Does Anyone Check A Paper's Claims?

One interesting paper from the not too distant past involved the reduction of carbon dioxide to either methanol or methane (J. Am. Chem. Soc., 2015, 137, 5332) using lithium o-phenylbisborate as a catalyst. What the catalyst is claimed to have done is to bend the CO2 molecule (highly plausible) and thus form an aromatic ring. It is this last part that I find hard to stomach, because it brings us back to the question, what causes "aromaticity"? Now, I should issue a warning here: I have published what I think causes aromaticity, so I am not exactly unbiased.
So, where is my problem? The authors seem to have argued that a six-membered ring is formed (correct) and there will be 6 π electrons in it, therefore the system will show aromaticity. I suppose if you construct molecular orbitals and then place the electrons in them, there is a case for this. However, my argument about aromaticity is there has to be 2n 1 double bonds that alternate with single bonds, which is not quite the same thing. The reason for aromaticity in this case lies in the phase of the waves. Similarly to thinking about the Woodward Hoffmann rules, run the phases around the ring, then keep going. What you find is that with aromaticity, the second round cancels the first, which cancels the double bond amplitude, and since the charge has to go somewhere, it goes to the single bonds (the other major canonical structure). But that has the same problem, and as such, molecules such as cyclohexadiene cannot exist. Cyclobutadiene, however, finds that the second cycle reinforces the displacement of the first cycle, and so it is locked into the classical structure. Now, the reason I find this reduction paper of interest is that in principle it offers an alternative. My model predicts no aromaticity because the double bonds in carbon dioxide are orthogonal. The double bond orbitals cannot overlap with each other and therefore cannot form an extended wave with one polarization.
Does it matter? I think so. I think it is important that chemists try to understand what is going on. Oddly enough, when I started my career with physical organic chemistry, by at large chemists thought they understood tolerably well most of the reactions of which they were aware. Now there are so many additional reactions, but I am far from convinced the understanding has increased.
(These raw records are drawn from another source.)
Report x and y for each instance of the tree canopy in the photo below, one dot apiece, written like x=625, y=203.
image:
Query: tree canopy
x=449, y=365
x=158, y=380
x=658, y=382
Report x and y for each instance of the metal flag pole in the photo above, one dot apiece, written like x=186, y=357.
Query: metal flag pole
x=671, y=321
One final point. The paper ends with a statement that "further studies" are required to adopt the transformation for "practical applications". Methanol and methane will not be there. This catalyst merely bends the CO2, the actual reductant is either triethylsilane or pinacolborane. These would be more than somewhat more expensive and harder to get than methane and methanol. That hardly seems likely to be "useful", at least from what was demonstrated in this paper.